近くのレンタルビデオ店が閉店するので、配信にいまのところ乗ってない、秩父困民党の反乱を描いたこの映画を借りた。
いわゆる、というかれっきとした社会派映画なのだが、アクション時代劇の棚に置いてあって、それが相応しくある。
後半の大群衆シーンはいわゆる大作映画のエキストラとはまた違うそれ自体が主役という位置づけで、気合が入っている。
神山征二郎監督はいったん監督になってから夫人が病気になったので長期の安定収入が必要になって「八甲田山」の助監督をつとめたのだが、監督経験があると雪に足跡をついているのを見せないように連隊を動かして位置に入れる、その動かし方がわかったと語っているが、そういう大勢の動かし方の経験が生きたと思える。
神山監督としては「郡上一揆」に続く、日本では珍しい(のか?)正面きった民衆の叛乱を描いた連作となる。

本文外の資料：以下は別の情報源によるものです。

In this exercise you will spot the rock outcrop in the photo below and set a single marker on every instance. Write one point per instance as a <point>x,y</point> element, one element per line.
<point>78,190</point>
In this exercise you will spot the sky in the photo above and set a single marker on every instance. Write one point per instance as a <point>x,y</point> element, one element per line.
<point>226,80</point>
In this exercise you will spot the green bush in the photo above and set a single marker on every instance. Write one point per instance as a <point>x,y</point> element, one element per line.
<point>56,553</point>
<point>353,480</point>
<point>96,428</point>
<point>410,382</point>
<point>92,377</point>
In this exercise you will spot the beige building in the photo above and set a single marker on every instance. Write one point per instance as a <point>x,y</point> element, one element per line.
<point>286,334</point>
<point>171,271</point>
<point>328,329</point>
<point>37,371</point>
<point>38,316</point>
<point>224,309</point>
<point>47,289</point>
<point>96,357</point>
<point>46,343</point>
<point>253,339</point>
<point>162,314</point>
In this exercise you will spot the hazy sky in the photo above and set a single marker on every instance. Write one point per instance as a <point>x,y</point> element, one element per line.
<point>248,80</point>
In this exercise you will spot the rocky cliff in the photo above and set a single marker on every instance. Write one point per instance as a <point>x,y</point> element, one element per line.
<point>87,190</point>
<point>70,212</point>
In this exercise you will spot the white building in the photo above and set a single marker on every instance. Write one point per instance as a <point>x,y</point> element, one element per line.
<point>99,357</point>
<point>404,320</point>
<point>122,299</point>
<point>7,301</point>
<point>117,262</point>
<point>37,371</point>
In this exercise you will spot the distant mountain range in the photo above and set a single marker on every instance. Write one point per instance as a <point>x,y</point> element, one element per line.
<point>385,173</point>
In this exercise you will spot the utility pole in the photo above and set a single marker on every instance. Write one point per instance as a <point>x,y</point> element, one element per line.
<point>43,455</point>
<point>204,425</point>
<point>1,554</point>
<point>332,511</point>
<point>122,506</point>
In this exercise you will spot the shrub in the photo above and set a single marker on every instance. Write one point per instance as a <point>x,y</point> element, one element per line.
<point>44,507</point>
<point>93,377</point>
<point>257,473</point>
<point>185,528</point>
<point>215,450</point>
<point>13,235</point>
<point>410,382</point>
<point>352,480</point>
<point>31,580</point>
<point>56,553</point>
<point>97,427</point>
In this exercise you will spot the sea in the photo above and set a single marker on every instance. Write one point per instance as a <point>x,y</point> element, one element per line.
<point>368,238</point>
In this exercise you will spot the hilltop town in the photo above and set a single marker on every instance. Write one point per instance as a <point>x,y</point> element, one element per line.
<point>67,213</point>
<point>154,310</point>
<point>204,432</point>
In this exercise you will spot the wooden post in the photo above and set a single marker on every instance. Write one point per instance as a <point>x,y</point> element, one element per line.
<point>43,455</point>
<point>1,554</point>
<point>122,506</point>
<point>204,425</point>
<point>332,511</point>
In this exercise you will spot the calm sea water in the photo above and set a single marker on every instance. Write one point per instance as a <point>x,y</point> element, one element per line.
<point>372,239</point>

「郡上一揆」は江戸時代の農民が高い教育があり、統制のとれた組織的な戦いをできた集団であることを説得力をもって描けたのが大きな魅力だったわけだが、こちらは時代が下って明治時代になり、政府が富国強兵体制を整備していくのと並行して養蚕である程度豊かになっていた者が価格の暴落で追いつめられる資本主義の整備に伴う皮肉というか当然でもある矛盾が自ずと見えてくる。